Berjalan mundur dari bisikan banyak isi kepala dan tatapan manis hingga sinis
memberikan kita peluang untuk memikirkan diri sendiri. Adakah istilah berempati
untuk diri sendiri? Apa bedanya I dan Me? Saya lupa teorinya dan sedang malas
juga mengingatnya apalagi mencarinya. Kalau dipikir-pikir, terlalu banyak memikirkan
orang lain bisa saja disebut egois, pun seperti cakap sang budak dalam Alkemis,
ketika kita terikat dalam suatu lingkungan, mereka akan mencoba mengubah kita semau
mereka. Diri sendiri pun begitu, disadari atau tidak, mungkin ketika kita masuk
dalam kehidupan seseorang, kita akan mengubah hidup mereka, entah dengan cara
yang terasa memaksa atau dengan sendirinya. Ah,
kurang tahu juga, bisa jadi iya, bisa jadi tidak. Ini interkoneksi mungkin, ya? Karena keterikatan dan keterlibatan
akan saling menggantungkan, kalau terlalu berlebihan mungkin perlu sedikit
direnggangkan agar bisa kembali bernafas. Apakah saya ingin sendiri? Tidak. Saya cukup waras bila mengingat
rasanya terbelenggu tidak punya sandaran sama sekali. Tetapi, satu minggu ini
memberikan sebuah ilham, bahwa segala sesuatu yang berlebihan tidak pernah
baik. Saya tahu itu sedari kecil, tetapi untuk mengerti sesuatu perlu jatuh
dalam konflik batin dulu. Intinya, saya sedang mendefinisikan “diri sendiri”

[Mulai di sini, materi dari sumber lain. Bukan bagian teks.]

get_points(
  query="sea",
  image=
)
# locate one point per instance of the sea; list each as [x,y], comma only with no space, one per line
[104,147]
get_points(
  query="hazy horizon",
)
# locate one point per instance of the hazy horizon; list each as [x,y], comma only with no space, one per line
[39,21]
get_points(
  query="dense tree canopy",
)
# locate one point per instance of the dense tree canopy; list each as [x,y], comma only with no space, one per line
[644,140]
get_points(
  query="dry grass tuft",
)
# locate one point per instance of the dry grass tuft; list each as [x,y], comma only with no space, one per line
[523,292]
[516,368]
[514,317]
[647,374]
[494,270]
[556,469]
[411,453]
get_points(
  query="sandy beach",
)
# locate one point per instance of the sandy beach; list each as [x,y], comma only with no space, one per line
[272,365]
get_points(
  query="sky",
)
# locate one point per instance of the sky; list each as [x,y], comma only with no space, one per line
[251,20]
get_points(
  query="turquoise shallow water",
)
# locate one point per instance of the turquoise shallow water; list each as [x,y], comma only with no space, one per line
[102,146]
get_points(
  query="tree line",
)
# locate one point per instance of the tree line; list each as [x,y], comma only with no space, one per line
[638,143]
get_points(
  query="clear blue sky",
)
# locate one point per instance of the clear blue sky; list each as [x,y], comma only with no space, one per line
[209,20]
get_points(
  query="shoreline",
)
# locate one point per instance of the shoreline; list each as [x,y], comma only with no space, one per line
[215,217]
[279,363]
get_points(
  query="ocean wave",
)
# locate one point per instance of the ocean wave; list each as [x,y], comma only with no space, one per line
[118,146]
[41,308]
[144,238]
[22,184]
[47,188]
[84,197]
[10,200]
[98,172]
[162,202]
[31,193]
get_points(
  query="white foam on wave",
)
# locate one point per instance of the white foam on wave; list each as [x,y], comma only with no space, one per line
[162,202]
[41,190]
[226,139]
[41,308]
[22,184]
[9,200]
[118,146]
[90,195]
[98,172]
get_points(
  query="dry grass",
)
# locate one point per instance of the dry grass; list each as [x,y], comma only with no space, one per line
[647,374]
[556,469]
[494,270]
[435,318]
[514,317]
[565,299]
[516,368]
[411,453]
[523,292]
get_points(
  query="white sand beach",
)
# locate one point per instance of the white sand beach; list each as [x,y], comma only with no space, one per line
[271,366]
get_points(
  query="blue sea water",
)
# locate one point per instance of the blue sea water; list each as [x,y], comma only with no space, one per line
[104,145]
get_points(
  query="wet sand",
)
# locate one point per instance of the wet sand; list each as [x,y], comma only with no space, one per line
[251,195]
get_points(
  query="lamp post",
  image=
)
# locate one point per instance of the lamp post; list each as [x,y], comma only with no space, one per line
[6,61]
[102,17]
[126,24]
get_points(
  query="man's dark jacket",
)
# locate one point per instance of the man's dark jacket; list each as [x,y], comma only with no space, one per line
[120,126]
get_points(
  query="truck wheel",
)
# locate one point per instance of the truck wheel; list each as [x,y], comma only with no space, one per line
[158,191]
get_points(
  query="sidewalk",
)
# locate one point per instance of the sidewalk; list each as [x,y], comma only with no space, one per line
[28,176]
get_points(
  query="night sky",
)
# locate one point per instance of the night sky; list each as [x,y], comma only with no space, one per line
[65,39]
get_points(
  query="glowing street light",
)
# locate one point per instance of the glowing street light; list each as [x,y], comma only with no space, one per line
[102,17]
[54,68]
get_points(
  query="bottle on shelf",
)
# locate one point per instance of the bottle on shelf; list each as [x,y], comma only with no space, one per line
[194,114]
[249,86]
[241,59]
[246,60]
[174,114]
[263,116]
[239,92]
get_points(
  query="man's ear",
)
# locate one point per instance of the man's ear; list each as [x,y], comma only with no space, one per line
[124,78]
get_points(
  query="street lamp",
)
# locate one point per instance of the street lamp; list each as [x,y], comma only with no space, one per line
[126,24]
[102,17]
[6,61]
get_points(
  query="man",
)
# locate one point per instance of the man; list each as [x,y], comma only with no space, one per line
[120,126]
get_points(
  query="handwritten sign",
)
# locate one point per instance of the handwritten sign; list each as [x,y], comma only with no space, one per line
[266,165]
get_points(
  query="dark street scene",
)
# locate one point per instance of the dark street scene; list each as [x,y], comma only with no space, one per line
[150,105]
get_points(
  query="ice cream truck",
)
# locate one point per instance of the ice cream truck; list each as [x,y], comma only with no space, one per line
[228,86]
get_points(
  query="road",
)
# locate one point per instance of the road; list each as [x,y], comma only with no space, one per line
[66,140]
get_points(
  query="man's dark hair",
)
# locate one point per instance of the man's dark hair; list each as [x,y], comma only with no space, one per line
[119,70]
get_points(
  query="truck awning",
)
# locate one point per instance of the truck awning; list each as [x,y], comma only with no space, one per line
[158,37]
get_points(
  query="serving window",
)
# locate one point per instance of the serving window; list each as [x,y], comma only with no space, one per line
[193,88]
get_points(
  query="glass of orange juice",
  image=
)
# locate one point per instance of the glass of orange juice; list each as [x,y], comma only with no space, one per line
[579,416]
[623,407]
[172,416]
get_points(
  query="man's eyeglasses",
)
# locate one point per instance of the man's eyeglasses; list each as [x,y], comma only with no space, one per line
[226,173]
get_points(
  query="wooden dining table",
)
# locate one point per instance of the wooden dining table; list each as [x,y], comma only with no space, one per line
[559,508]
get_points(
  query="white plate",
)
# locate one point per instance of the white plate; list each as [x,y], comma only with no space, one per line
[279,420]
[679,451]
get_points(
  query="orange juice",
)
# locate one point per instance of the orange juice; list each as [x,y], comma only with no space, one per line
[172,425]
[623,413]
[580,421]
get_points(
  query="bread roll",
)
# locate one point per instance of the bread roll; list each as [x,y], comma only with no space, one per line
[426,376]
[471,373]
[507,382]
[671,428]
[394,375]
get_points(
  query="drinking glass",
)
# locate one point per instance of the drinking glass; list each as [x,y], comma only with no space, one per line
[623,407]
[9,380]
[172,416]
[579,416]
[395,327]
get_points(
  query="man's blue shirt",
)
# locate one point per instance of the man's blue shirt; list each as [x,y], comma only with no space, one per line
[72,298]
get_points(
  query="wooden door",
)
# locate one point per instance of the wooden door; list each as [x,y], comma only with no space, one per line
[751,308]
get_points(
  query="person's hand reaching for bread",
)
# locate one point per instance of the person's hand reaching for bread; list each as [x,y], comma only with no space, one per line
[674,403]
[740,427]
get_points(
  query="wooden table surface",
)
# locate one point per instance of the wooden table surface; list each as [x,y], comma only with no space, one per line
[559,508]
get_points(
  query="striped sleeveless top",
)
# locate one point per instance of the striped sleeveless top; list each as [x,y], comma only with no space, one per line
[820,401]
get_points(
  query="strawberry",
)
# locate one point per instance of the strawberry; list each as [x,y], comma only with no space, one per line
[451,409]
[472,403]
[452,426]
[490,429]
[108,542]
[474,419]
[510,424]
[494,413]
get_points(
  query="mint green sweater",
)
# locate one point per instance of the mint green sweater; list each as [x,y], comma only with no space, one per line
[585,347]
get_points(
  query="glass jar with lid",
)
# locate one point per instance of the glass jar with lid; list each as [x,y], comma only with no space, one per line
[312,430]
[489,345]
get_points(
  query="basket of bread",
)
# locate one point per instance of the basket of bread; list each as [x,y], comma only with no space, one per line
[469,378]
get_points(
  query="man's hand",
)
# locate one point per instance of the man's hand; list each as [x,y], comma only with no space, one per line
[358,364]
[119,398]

tetapi tak kunjung berhasil. Sedari dulu tidak tahu quotes “be yourself” itu bermakna apa, toh hidup kita hanya sekedar rekayasa
lingkungan dan virus beberapa dogma yang selalu berkembang biak menjadi regenerasi.

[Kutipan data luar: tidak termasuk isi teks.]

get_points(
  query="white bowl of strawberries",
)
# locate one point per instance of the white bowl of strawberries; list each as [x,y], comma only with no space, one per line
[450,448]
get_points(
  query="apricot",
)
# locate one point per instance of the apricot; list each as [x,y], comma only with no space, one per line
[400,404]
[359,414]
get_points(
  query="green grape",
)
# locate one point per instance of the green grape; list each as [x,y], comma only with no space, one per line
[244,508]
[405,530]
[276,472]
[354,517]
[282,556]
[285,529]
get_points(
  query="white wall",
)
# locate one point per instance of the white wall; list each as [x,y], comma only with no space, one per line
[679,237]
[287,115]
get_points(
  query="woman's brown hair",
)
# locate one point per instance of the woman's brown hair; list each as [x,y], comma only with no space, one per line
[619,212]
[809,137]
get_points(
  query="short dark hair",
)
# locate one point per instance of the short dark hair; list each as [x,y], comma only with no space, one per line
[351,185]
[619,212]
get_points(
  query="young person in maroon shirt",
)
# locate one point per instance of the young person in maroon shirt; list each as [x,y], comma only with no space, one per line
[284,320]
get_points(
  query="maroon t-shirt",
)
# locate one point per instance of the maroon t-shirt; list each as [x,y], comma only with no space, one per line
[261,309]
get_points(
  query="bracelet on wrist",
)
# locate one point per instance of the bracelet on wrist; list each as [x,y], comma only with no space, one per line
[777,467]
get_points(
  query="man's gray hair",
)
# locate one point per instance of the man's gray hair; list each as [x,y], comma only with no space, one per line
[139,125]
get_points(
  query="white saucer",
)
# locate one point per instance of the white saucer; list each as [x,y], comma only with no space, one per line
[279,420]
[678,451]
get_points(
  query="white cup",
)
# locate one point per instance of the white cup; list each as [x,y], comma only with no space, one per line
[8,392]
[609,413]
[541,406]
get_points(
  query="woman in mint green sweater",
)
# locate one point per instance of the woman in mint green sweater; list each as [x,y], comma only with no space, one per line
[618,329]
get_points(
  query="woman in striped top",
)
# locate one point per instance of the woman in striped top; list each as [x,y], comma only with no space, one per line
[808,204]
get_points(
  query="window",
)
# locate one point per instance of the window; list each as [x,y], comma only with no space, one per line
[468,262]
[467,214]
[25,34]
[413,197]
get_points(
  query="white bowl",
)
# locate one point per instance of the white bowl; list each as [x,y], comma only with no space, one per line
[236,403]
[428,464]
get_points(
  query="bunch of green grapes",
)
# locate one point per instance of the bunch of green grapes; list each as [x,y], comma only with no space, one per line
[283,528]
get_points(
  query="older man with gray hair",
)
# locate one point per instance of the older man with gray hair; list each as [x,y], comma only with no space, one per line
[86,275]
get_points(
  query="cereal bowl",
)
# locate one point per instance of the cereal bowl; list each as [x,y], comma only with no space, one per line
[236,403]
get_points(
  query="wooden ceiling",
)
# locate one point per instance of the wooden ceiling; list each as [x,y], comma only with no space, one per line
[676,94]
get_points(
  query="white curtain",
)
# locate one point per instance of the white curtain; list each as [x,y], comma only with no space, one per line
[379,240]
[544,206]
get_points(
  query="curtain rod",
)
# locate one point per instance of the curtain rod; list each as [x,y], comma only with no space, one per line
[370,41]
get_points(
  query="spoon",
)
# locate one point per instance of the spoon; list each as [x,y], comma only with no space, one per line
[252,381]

Tapi rasanya kalau menjadi orang yang super nurture
alias menjadi orang yang segalanya berasal dari bentukan lingkungan, kelihatannya
seperti orang tanpa prinsip sama sekali.
Edan.
Dalam satu minggu ini, saya banyak
berkaca ke belakang, alhasil saya gelisah. Lebih-lebih kalau berpikir soal ke
depan, saya bisa depresi juga lama-lama. Tapi kalau tinggal datar-datar seperti
ini juga, saya gak mau. Anaknya labil sekali, tetapi keep smile saja. Lebih baik menunggu kejutan-kejutan, seperti
halnya tahun kemarin wawancara santai yang berhasil mengantarkan ke negeri
sakura. Kalau hidup dapat ditebak, tidak seru.
Tulisan ini adalah cara manusiawi dalam menghibur diri sendiri, dan lebih
beretika ketimbang mereka yang menghibur diri dengan hobi bakar bakar sambil
teriak Allahu Akbar.
Saya makhluk sosial, begitupun
orang-orang yang masuk dalam kehidupan saya. Entah dengan cara apapun mereka
membentuk saya, saya senang bergaul dengan mereka. Hal klasik yang selalu saya
pegang adalah peribahasa birds of feather
flock together, kalau saya dinilai orang dari keluarga dan teman-teman saya
yang baik, saya senang sekali karena otomatis saya akan dianggap baik, tetapi
tetap saja saya punya sisi individualistis sebagai diri saya. Memang nafsu
perihal kepuasan tidak pernah cukup, sesekali memang perlu bergaul dengan
orang-orang yang bertebrangan, baik pahamnya ataupun sikapnya. Cap nakal pernah
saya terima, begitupun cap baik. Akan ada cap-cap lain yang akan menjadi
deretan dalam usia saya, sampai sejauh mana saya harus peduli? Karena setidakpeduli
apapun, tidak bisa dipungkiri mudah terpikirkan. Malas punya masalah, tetapi
malas juga kalau cari aman.
Ya
Tuhan…ampuni hambaMu yang sedang labil ini.